Please note that items on sale from Keyfood and C-Town are compared to the same items at the regular price at freshdirect.
It appears that the prices differences between Keyfood or Ctown are 70% of the regular prices at freshdirect and that a basket of 10 identical items at Keyfood and Ctown is similar in terms of price.
However, it was not possible to compare the full prices of the items available in the Keyfood or Ctown as the two brands would not disclose the data. After a few visits at Keyfood and CTown, it also appeared that the average price of the same item on sale and at the full price may be equivalent to the regular price at freshdirect (example: the price observed on the Tropicana Orange Juice (see presentation)). This would need to be confirmed by more observations.
The data are also showing the two coincidences mentioned in the introduction:
1. There is a curious coordination in terms of items on sale between the different supermaket brands and some similarities in term of prices and period of sales: the period of sales are similar and the data are showing similar prices on similar items.

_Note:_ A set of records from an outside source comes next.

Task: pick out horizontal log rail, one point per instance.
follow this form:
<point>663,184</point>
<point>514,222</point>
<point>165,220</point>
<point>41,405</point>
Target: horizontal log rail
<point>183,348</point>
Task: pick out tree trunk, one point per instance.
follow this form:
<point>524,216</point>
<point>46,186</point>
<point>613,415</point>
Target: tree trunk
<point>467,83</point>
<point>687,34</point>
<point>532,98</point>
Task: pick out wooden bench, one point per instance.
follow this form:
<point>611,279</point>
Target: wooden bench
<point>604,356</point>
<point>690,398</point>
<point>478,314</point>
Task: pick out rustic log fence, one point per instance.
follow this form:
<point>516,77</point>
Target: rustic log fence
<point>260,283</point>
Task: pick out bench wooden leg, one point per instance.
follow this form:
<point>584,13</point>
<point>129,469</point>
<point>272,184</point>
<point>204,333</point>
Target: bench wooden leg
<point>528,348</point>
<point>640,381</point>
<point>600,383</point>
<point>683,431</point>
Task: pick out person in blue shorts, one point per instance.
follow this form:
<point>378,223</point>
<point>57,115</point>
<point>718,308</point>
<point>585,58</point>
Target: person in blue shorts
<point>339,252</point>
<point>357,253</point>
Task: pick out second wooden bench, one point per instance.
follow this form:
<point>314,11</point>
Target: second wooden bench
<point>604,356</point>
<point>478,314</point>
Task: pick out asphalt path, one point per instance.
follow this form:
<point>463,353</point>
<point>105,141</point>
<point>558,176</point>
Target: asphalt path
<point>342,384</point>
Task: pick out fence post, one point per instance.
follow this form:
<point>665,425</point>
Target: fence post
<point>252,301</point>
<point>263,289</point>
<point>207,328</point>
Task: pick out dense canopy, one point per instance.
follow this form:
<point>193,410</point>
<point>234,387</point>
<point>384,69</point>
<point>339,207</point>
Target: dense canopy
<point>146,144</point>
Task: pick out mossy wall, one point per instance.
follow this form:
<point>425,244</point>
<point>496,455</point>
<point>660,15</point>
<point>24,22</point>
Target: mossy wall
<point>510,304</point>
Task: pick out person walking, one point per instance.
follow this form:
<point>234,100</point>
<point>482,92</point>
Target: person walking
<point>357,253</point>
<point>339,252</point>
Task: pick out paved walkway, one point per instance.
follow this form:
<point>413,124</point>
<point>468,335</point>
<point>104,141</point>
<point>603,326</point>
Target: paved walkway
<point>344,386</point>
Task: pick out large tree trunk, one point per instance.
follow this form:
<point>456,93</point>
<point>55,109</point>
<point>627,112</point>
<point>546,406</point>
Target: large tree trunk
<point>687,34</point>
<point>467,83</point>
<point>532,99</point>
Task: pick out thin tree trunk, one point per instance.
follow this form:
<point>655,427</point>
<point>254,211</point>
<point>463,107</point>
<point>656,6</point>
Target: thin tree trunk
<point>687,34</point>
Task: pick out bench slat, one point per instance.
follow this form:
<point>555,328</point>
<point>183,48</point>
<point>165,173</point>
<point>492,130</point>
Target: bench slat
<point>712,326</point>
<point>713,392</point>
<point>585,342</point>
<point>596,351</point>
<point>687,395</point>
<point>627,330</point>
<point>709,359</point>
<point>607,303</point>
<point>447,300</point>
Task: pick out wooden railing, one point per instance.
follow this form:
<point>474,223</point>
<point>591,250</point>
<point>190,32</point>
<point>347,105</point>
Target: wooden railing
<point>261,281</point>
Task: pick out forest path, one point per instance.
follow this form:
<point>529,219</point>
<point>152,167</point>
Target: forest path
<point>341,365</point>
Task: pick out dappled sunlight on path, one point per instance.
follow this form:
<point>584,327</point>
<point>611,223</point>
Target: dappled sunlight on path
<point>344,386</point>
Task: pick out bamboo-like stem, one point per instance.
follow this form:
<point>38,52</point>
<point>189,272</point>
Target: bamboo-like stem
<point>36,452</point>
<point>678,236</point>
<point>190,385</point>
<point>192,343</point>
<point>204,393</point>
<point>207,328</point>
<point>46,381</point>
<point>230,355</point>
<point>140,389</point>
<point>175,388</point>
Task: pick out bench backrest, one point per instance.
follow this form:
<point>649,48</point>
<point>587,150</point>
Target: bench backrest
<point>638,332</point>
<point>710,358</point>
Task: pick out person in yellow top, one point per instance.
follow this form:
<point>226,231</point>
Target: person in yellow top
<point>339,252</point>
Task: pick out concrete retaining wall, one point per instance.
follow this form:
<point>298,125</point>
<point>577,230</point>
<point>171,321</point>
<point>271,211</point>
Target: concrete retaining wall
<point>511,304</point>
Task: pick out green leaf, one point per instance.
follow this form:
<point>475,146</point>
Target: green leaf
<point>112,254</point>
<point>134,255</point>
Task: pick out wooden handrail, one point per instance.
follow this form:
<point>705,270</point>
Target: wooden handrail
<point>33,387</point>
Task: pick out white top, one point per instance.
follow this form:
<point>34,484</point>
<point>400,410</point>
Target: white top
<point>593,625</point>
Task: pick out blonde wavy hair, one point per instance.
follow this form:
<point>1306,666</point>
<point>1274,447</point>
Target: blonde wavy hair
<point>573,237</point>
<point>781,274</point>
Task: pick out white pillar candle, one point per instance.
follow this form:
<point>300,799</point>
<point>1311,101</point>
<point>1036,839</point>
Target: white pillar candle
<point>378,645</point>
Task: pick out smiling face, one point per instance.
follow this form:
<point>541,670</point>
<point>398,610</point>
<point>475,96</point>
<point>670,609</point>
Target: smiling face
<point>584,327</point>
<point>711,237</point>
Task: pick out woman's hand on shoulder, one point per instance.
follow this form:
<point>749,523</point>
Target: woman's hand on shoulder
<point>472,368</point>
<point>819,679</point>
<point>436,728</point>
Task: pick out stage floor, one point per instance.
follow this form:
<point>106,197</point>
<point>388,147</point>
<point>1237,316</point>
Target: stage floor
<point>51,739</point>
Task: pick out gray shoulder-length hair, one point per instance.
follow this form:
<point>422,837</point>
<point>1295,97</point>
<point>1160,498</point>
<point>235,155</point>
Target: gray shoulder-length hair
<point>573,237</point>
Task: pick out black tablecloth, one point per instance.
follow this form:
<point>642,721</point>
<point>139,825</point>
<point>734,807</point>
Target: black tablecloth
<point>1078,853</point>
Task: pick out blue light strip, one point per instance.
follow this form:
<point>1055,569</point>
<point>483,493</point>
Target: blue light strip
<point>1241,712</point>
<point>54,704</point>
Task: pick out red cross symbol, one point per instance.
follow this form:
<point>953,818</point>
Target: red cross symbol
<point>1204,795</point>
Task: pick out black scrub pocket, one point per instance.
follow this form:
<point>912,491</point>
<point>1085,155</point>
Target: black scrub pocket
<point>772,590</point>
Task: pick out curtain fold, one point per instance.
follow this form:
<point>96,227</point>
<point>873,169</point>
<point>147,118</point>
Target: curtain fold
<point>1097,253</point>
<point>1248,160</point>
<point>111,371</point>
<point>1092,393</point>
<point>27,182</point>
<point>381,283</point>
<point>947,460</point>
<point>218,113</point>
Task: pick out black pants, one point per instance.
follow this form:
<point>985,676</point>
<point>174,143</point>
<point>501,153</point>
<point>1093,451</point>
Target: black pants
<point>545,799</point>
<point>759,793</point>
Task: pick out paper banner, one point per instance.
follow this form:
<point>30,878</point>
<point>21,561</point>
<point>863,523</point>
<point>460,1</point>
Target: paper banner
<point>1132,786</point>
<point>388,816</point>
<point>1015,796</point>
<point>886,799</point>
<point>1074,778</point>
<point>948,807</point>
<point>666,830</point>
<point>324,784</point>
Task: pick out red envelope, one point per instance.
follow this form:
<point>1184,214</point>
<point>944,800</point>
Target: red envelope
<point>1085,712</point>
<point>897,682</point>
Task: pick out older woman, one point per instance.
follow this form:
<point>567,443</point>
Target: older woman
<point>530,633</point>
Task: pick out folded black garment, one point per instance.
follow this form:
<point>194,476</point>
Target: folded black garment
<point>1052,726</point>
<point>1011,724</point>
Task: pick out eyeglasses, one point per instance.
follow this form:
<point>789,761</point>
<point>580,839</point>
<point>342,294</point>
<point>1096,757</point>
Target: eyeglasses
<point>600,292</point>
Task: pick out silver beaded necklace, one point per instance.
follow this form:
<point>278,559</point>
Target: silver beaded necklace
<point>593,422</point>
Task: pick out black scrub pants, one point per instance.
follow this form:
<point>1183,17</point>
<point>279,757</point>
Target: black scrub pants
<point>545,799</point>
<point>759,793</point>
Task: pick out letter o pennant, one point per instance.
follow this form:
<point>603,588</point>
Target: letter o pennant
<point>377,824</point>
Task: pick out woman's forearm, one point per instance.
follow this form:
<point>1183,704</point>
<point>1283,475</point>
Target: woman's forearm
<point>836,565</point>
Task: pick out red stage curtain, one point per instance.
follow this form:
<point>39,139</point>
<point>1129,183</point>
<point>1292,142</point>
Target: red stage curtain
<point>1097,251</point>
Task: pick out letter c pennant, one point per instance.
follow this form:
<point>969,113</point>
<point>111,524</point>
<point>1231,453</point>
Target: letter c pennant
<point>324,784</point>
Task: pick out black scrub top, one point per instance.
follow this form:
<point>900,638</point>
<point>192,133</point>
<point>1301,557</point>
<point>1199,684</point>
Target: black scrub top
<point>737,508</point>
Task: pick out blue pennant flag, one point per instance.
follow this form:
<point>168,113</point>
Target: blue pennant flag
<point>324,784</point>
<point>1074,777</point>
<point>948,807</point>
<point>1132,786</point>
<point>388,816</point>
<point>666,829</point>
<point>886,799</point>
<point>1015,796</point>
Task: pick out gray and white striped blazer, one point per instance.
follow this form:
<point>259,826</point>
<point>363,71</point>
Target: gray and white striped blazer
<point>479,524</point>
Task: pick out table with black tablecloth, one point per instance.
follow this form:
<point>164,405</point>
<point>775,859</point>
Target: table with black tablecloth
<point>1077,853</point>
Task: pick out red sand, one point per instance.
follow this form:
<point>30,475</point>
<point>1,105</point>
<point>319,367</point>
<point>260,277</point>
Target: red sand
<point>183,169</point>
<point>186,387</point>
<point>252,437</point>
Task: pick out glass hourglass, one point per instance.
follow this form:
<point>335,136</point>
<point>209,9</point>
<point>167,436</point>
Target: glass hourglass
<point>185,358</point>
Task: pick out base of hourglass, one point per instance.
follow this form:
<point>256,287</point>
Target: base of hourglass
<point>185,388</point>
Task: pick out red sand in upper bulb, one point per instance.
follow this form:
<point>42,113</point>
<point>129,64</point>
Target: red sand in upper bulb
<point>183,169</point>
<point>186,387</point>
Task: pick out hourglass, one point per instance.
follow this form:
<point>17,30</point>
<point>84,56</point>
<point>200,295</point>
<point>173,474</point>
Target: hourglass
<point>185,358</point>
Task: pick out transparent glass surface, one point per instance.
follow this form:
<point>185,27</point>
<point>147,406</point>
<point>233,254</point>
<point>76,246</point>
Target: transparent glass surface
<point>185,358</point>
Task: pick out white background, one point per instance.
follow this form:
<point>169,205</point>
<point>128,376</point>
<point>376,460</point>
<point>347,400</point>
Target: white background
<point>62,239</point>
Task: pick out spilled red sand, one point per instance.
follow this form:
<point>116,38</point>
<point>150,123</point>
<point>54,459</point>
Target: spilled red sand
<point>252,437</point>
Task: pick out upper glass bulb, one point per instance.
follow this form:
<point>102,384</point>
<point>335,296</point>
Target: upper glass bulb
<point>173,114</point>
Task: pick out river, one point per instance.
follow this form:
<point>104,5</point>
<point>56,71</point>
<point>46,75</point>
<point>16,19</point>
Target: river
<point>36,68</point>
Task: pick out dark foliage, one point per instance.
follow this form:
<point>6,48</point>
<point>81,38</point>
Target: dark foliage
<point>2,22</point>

2. Some heavily discounted such as the Tropicana Orange Juice in the standard size (59oz) and all the organic milk brands are never on sale at the same time: it was the case during the week of the web scraping.
Finally, the data raised the question about the margins on the different products by the different brands, their advertisement practices and their inter-dependence in term of prices.
It is disappointing to find only 10 to 20 exact matches between the three brands but a better coding algorithm than the excel vlookup may provide more matching.
It may be interesting to study the prices by zip code for the different brands.
the fresh direct website contains all the information about nutrition, so it would be possible to analyse the grocery item prices versus their nutriments.